# Mordheim/Frostgrave minis



## Sigur (Dec 9, 2010)

Heyhey, here's a new thread by me in which I'll put up minis I do for Frostgrave, Mordheim and other Fantasy skirmish-y stuffs. But first and foremost of course Frostgrave is the Fantasy skirmish game du jour, so here we go.


Two and a half years ago I did a Mordheim warband. Really cool project. Here are a few examples:















































Since then I added a few mercenaries and such. Now it's time for their annual reinforcements!











They're Don Pedro and Sorceress by Brother Vinni Minis. Can't and won't say too much about them at this point because I've got a review planned.

What I CAN say something about is that these are going to be added to the crew for reasons of Frostgrave. There's a mercenary wizard in the group already who will act as wizard in Frostgrave, but you also need (well, you don't really need him/her, but it's a very, very handy addition) and apprentice. The thing about Frostgrave is that it's set up as a campaign game, but the only character out of your crew of up to 10 models who actually 'advances' in power and such is the wizard (and along with him/her the appentice). The rest of the warbands are just cannon fodder really. Which is an idea that puts me off a little. It just feels wrong, putting one dude over the others just because he can cast spells. And I'm pretty sure that one could construct parallels to weird ideologies around that ("Fudge everybody else, as long as they're useful to me for personal profit and 'advance'!"). Yeah, not a fan of that. But I'm rambling. Not a huge wizard fan. Self-entitled, power-hungry bad news, the whole lot of them!

On the other hand I'm sure it's a very fun game I definately intend to play. I mean I've got the rulebook, I've got a bunch of Empire, Chaos and Dark Elves (and soon-ish a bunch more Dwarves), time to give that thing a go! 

If you want to know more about Frostgrave and aren't sick of it due to all the marketing and general buzz about it, as always the first and foremost adress for solid info on wargaming related things is the Meeples and Miniatures Podcast. The latest episode has a very in-depth review of the game.

Either way, have fun, hope you like the WIP shot, hope to finish these minis soon and get the review article up!  C&C welcome!


----------



## Sigur (Dec 9, 2010)

...aaand done!


----------



## Tha Tall One (Aug 16, 2008)

Well done. Whatever I type here would be an understatement of ernormous proportions, so I won't even bother expressing my appreciation for this warband.


----------



## Sigur (Dec 9, 2010)

Thanks, very much appreciated.

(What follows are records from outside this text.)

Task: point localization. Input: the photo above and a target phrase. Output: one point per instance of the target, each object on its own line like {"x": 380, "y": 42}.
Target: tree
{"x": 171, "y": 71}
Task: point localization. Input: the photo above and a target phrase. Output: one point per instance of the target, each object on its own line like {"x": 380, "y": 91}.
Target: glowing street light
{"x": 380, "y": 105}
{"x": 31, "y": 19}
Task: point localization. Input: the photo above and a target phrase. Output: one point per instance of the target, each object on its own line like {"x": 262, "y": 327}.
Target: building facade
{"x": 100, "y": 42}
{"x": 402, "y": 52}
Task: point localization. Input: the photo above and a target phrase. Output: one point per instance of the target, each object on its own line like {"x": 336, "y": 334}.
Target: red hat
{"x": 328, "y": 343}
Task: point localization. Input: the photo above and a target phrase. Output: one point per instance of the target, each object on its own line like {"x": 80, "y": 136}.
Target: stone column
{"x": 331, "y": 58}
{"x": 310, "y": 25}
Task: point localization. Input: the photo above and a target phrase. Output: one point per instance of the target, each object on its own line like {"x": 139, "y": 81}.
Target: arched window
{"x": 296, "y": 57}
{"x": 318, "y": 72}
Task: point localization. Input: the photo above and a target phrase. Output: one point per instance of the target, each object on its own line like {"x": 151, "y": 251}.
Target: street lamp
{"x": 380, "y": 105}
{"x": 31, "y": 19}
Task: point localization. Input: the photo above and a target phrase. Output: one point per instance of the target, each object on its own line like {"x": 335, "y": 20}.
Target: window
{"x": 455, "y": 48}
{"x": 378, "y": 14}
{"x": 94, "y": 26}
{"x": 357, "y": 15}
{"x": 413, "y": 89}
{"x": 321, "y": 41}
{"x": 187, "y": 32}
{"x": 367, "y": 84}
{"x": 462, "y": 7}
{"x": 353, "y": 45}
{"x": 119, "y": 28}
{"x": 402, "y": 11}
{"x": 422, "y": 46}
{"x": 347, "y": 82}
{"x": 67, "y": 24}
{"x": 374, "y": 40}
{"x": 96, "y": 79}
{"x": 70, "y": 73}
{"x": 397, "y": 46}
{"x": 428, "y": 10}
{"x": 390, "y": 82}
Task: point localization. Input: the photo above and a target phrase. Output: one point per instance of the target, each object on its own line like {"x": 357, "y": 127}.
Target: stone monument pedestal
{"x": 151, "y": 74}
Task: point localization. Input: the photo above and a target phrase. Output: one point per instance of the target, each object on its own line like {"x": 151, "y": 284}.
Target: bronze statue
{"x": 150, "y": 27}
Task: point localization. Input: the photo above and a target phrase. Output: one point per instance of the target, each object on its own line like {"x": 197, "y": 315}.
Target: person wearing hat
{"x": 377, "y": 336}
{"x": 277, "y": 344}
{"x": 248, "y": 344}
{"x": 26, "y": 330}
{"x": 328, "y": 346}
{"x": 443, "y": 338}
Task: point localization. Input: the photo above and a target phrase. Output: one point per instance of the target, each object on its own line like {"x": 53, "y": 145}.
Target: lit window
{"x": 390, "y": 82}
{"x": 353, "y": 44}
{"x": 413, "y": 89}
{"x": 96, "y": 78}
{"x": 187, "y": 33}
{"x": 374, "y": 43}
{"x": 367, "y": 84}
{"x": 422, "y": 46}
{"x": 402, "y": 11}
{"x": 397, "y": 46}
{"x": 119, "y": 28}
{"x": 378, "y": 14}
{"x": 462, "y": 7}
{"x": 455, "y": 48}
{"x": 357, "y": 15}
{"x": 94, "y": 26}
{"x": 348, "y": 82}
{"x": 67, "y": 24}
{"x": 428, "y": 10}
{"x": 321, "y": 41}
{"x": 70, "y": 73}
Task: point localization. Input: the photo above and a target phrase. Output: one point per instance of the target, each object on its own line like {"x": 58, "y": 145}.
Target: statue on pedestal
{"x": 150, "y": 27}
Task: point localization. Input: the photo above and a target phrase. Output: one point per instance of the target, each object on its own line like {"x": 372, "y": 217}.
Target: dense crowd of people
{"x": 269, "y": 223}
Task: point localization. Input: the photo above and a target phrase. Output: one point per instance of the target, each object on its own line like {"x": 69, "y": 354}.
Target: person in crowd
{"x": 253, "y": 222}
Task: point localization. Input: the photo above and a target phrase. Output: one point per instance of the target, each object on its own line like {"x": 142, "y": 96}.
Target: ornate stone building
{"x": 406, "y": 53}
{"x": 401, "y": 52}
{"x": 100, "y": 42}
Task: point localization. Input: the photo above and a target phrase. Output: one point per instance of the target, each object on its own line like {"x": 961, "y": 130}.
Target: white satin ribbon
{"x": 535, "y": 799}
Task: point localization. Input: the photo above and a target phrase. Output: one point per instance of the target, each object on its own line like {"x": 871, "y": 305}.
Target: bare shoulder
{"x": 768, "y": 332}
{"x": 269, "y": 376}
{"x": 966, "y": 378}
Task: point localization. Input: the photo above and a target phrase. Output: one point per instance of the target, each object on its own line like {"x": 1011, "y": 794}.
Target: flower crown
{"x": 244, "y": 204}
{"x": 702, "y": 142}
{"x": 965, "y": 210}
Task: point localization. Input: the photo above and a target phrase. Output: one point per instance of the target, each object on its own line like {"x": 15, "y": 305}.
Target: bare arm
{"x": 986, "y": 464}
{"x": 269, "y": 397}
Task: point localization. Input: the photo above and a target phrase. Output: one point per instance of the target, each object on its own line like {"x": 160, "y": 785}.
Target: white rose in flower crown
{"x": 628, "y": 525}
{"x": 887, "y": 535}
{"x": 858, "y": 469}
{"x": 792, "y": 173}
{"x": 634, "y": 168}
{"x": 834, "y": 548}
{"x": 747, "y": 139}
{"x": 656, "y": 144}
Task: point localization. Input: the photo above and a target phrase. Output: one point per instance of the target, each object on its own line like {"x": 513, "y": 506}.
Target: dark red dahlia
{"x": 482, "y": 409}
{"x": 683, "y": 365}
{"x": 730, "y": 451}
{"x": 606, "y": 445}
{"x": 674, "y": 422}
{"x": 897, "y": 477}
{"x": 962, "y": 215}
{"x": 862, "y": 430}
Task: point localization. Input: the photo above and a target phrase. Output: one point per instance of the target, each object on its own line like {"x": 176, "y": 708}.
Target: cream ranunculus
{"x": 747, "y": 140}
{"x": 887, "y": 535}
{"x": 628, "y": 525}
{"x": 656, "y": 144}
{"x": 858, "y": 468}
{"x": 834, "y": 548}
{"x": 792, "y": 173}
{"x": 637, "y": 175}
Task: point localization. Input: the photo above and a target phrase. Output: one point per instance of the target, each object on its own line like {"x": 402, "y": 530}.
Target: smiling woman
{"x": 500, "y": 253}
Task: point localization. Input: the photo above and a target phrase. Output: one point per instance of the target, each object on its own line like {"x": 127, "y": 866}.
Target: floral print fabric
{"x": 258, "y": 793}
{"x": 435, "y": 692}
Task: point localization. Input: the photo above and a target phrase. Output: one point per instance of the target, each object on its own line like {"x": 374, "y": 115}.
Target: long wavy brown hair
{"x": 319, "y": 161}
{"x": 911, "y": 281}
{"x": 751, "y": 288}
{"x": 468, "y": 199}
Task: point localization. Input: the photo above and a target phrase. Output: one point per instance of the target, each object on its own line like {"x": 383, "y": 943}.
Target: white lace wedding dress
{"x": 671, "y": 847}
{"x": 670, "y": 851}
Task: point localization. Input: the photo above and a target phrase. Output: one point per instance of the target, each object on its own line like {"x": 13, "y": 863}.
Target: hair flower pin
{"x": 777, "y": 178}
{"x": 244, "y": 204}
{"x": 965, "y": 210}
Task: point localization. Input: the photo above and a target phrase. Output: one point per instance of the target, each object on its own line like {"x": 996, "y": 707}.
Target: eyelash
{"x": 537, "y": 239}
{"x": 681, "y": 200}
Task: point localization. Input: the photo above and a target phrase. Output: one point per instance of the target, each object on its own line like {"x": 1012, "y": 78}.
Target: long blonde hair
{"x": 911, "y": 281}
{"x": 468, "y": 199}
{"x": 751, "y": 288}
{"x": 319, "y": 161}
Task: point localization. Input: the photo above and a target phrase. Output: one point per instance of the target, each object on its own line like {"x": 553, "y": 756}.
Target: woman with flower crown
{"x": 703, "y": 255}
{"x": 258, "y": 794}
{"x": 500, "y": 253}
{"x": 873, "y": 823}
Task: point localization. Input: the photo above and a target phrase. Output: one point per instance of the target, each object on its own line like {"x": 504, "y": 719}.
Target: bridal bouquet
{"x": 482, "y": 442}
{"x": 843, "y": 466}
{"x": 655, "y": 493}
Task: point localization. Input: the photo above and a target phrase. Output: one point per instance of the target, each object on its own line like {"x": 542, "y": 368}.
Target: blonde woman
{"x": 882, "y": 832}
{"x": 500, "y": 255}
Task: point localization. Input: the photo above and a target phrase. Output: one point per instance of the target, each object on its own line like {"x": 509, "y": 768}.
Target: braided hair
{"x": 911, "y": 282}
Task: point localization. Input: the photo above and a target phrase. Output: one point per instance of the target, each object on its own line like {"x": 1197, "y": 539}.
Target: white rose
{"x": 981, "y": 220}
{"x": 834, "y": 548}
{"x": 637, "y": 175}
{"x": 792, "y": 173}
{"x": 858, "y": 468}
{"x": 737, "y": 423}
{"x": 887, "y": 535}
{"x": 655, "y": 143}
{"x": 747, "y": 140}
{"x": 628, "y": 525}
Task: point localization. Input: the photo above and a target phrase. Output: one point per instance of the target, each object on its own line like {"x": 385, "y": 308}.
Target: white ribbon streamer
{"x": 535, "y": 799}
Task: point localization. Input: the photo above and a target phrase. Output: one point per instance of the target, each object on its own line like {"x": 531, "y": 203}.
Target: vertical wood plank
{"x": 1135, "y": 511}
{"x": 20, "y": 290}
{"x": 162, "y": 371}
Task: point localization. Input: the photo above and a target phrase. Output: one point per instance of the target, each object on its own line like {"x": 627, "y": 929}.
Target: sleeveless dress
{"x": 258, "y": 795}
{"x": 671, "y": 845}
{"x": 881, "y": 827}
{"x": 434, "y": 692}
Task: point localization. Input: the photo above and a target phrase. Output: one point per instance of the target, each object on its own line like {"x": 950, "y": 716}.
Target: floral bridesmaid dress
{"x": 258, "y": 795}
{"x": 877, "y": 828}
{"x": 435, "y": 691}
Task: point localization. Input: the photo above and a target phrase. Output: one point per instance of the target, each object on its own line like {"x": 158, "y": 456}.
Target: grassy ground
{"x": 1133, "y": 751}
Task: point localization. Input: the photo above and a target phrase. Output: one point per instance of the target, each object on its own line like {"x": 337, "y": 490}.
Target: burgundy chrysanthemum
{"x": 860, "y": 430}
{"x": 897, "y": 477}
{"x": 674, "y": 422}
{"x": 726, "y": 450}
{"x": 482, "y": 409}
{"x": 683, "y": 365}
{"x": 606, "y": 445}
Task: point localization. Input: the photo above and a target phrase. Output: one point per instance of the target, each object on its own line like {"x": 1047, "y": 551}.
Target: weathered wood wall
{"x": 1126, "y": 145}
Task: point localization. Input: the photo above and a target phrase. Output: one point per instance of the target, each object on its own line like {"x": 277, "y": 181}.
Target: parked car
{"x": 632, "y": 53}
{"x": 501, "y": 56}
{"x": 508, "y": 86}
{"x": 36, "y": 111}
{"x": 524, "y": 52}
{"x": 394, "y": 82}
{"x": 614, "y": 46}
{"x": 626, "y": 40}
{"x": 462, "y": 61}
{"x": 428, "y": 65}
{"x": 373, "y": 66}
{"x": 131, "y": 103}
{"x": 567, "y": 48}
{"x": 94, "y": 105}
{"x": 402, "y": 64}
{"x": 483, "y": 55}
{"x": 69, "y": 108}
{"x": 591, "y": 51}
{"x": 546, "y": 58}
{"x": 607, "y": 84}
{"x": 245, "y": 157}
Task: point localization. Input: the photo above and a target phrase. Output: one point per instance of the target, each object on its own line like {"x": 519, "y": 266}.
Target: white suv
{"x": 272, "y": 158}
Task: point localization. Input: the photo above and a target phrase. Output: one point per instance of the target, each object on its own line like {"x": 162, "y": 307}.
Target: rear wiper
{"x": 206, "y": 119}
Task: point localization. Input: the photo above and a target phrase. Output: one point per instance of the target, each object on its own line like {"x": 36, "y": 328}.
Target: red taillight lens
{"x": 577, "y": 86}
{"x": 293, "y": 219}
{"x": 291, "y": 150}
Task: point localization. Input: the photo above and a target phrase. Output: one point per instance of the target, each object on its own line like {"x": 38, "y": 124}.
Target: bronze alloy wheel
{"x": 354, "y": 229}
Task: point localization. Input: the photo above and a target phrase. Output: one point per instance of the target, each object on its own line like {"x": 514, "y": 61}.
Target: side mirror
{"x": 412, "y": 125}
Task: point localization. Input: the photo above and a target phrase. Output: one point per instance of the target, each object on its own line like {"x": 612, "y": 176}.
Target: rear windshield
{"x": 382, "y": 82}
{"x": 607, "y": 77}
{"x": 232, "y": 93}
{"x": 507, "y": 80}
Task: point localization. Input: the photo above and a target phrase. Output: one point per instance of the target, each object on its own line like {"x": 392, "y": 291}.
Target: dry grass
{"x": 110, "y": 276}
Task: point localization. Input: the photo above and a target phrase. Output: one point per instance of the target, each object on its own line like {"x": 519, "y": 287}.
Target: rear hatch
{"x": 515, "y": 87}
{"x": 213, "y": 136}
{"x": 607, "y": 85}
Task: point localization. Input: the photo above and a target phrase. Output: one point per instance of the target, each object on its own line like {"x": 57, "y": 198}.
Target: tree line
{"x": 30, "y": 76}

It was a really nice project. Shame I didn't make prettier pictures then.


----------



## ntaw (Jul 20, 2012)

Awesome work! Love how colourful but subdued everything is.


----------



## Sigur (Dec 9, 2010)

@ntaw: Thanks!  Yeah, it's a very nifty colour scheme and it's fun going back to that particular style of painting I used on this crew.

War hounds are a thing in Frostgrave, so this fella is going to be added to the Mordheim/Frostgrave band:




























He's from that Toughest Girls in the Galaxy range which bugs everybody on pretty much a daily basis with their latest (and seemingly never-ending) Kickstarter projects. Hope you like him!


----------



## Sigur (Dec 9, 2010)

I wrote yet another review too! This time I took a close look at some minis from Brother Vinni, the man who makes it very, very, very, very clear on his website that you WILL get your minis even though he's located in Russia.  Very, very useful for all kinds of Fantasy things. He also has a Fallout range and some viking ladies which are really popular (because people in German-speaking areas will throw money at anything that's remotely Saga-esque these days. It's a weird thing I might ramble on about at some point around 5am.  )

Here's a link to the review:
*http://www.battlebrushstudios.com/2015/10/review-brother-vinni-fantasy-miniatures.html*










Hope you like the review and find it interesting!


----------



## wdv331 (Jan 4, 2019)

Hello Sigur I've been a long time fan of you and this warband in particular for years! Recently I've started my own mercenary warband for a mordheim campaign with my friends and my band has a color scheme tributed to you. I was just wondering if you could tell me what paints(list) you used in order for me to achieve a similar look to your warband on my models?
Thanks!


----------